Den linken Cheerleadern der „Rebellen“ sei eines ganz deutlich gesagt: da ihr notorisch inhaltlich nur diffus und unwesentlich in Erscheinung tretet, werdet ihr an dem gemessen, womit ihr solidarisch seid. Kenner der Fakten interessieren sich nicht für blumige Theorien. Sie überprüfen die Theorie an der Realität.

Der Libyenkrieg hat diese Welt für immer verändert. Die Karten sind neu gemischt. Hier haben alle ihr wahres Gesicht gezeigt.

Nun, das Wort Volkskrieg hat auch einen neuen Inhalt bekommen: Krieg gegen das Volk.

Johannes Löw, 11.09.11

8 Gedanken zu „vom Raubkrieg gegen die libysche Jamahirija und „Linken“ Jubelpersern

    1. Hallo Hansl,
      dann wäre ich mal gespannt, was Sie GEGEN Gaddafi vorbringen oder welche unserer Meldungen sie als unwahr belegen können…
      Genau da fängst es nämlich an. Der Mann wird doch seit Jahrzehnten nur deshalb verteufelt, weil er zu seinen Leuten viel zu gut ist – im Vergleich mit dem, was unsere Staatsführungen in Europa mit den Bürgern machen. Gaddafi liegt die Gesundheit und auch das seelische Wohlergehen seiner Libyer am Herzen, während unsere Führer nur Befriedigung durch Geld suchen.

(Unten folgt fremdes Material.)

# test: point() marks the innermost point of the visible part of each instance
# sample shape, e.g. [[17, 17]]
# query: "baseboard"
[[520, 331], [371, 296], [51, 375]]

  1. Danke für diesen Beitrag. Tatsächlich ist man einfach baff und überrumpelt, wie Leute, welche jahrelang etwas von Menschrechten erzählt haben – von ARD und ZDF mal ganz zu schweigen – diese offensichtliche Schweinerei ganz selbstverständlich mittragen.

    Man muß nüchtern konstatieren, dass diese Gesellschaft am Ende ist – politisch, moralisch, finanziell – und das dieser Krieg unweigerlich auf uns selbst zurückfallen wird.

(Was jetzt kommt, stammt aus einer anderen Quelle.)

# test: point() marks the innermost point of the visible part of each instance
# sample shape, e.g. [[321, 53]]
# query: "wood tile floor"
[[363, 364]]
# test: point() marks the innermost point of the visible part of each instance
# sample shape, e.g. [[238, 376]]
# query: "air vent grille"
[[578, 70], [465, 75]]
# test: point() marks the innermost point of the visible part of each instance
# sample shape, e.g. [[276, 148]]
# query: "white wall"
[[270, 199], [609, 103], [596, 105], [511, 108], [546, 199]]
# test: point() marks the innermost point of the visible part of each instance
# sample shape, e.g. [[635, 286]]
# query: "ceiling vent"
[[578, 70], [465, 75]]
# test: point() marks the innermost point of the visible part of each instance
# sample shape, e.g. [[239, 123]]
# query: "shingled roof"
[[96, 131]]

  2. @hansl – Vielleicht nehmen Sie die großartigen Entwicklungen in Libyen seit 1969 zur Kenntnis und sprechen mit Menschen, die in Libyen leben und arbeiten.

    Wo gab es Hunger, Durst und Elend in Libyen vor dem Krieg?

    Warum wurde Libyen als die „Schweiz Afrikas“ bezeichnet?

    Warum haben zig Millionen Ausländer gern in Libyen gearbeitet und gelebt?

    Haben Sie sich mal mit der weltweit größten Trinkwasseranlage beschäftigt?